Pouvons-nous faire revenir au pays nos émigrés et/ou faire rester ceux qui se sentent obligés de s’en aller ? Ce sujet doit être placé au cœur des politiques publiques de nos collectivités et de la stratégie de nos entreprises.
C’est la conviction du président du conseil exécutif de la Collectivité Territoriale de Martinique. Pour Serge Letchimy, l’État doit participer à la lutte contre la baisse démographique. Il attend la réponse du ministre des Outre-mer à sa proposition de signer un "Pacte démographique".

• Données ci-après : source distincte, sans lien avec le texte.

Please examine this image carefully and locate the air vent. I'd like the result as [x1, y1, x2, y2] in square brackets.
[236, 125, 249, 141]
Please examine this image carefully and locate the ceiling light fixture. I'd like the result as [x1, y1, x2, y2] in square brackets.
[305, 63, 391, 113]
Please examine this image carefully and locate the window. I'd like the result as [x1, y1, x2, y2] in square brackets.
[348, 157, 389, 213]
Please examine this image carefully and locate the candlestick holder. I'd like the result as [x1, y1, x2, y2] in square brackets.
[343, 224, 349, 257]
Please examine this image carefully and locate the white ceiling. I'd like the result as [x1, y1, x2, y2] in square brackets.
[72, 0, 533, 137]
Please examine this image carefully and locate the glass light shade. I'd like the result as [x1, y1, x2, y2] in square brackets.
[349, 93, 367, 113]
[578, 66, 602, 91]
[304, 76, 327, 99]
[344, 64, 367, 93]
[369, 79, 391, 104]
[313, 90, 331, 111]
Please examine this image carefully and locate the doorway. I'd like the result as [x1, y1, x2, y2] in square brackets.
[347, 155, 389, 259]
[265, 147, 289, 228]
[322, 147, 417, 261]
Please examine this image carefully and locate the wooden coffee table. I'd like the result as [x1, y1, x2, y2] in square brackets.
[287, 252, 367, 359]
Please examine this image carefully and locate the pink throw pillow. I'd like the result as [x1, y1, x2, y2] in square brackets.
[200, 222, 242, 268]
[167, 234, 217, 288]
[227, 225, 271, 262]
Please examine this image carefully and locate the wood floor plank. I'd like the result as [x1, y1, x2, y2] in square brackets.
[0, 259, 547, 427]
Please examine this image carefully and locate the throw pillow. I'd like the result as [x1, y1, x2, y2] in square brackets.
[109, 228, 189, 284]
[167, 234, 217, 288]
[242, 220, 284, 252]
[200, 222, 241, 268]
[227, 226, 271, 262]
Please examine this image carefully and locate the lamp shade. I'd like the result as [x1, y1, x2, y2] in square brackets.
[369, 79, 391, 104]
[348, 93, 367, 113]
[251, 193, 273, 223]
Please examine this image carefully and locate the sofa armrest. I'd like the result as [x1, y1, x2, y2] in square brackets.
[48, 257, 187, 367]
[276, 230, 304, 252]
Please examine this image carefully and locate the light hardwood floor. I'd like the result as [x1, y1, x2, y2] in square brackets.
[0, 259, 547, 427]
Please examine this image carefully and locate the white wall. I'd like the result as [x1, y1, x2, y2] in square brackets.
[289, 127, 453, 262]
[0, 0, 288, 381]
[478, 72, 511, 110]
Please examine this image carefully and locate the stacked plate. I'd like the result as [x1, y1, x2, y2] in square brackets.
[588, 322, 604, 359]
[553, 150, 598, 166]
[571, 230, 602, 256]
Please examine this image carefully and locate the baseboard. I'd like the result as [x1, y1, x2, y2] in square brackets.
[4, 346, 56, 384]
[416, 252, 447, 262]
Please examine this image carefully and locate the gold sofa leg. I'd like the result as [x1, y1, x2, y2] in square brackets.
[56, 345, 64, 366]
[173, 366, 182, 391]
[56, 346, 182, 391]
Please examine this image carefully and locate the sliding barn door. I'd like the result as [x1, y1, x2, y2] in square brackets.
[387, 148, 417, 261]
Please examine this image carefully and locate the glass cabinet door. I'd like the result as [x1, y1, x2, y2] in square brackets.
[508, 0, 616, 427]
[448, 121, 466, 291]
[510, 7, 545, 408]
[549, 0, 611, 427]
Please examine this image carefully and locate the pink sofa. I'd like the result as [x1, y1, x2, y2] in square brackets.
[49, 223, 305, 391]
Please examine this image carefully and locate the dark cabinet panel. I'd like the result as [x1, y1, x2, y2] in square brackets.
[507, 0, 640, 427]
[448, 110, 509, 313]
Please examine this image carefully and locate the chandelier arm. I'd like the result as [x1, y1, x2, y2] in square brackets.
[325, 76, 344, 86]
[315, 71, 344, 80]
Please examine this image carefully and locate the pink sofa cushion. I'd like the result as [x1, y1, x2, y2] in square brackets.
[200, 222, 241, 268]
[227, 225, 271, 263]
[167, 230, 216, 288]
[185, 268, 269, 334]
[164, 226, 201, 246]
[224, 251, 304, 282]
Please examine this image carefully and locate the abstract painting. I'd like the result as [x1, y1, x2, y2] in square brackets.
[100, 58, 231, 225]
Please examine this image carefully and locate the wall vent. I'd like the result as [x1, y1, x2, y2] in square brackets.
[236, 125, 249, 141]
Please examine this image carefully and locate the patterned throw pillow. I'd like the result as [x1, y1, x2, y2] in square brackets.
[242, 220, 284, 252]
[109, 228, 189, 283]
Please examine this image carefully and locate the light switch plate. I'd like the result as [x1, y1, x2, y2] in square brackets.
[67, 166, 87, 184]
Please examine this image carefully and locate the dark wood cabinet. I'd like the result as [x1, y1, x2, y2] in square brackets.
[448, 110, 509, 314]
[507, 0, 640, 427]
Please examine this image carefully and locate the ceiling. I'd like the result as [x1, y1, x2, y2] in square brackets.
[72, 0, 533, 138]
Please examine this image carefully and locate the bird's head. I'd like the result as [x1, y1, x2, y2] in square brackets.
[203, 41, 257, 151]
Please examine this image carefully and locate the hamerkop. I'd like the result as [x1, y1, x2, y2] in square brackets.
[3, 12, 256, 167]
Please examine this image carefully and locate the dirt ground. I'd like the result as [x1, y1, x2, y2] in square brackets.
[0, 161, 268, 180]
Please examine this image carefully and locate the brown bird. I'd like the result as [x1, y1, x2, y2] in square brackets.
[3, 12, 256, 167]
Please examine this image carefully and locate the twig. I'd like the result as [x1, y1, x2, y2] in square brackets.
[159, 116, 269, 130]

Les grandes lignes de ce pacte sont déjà contenues dans la Maison du retour et de la famille. Ce dispositif adopté en février dernier par l’Assemblée de Martinique contient plus de quarante mesures destinées à enrayer le déclin numérique de notre population.
La Maison du retour est une première réponse…
L’objectif recherché est de rendre notre territoire plus attractif qu’il ne l’est. Ce qui suppose la mise à niveau économique, le renforcement de la sécurité publique ou encore l’amélioration du système de soins. En résumé, il faut créer un environnement suffisamment favorable pour que nos émigrés reviennent. Ou alors pour que les candidats au départ restent au pays ou y retournent rapidement pour y vivre et travailler.
Le gouvernement répondra-t-il à la demande d’inversion des flux démographiques ? Il est permis d’en douter. L’État a fortement contribué au désastre que nous assumons seuls. Nos émigrés seront-ils convaincus par la volonté politique affichée par la CTM ? Il est permis de s’interroger. De nombreuses questions posées par la création de cette Maison du retour et de la famille restent sans réponse, pour le moment.
Il manque d’une évaluation sur le nombre prévisionnel d’émigrés souhaitant revenir. Qui le voudra tant que le pays sera aussi déceptif ? Que deviendront leurs enfants et petits-enfants nés là-bas, et qui y ont leur vie ? Et revenir dans quelle famille, les parents ou les grands-parents étant décédés et les frères et sœurs étant là-bas aussi ?
…à une problématique complexe
Il convient de réfléchir aussi sur les emplois à occuper par les émigrés. Ils sont ouvriers et employés dans leur grande majorité. Quelles entreprises et quels services publics les attendent ? Quant aux plus jeunes, qui s’en vont en masse depuis une décennie, leurs diplômes sont mieux valorisés en France qu’aux Antilles. Et leurs salaires y sont supérieurs. Pour quel motif abandonneraient-ils une situation plus confortable que celle qu’ils pourraient trouver au pays ?
Une note positive, tout de même. Ceux qui reviennent avec une expérience de quelques années trouvent à s’employer plus facilement et sont mieux payés que ceux qui ne sont pas partis.
Une récente étude menée par l’INED (Institut national d’études démographiques) et l’Université de Strasbourg montre que les moins de 35 ans s’étant formés et/ou ayant travaillé en France réussissent mieux leur insertion professionnelle que leurs homologues restés sur place.
Mais pouvons-nous imaginer un destin collectif à partir de réussites individuelles ? Le débat reste entier.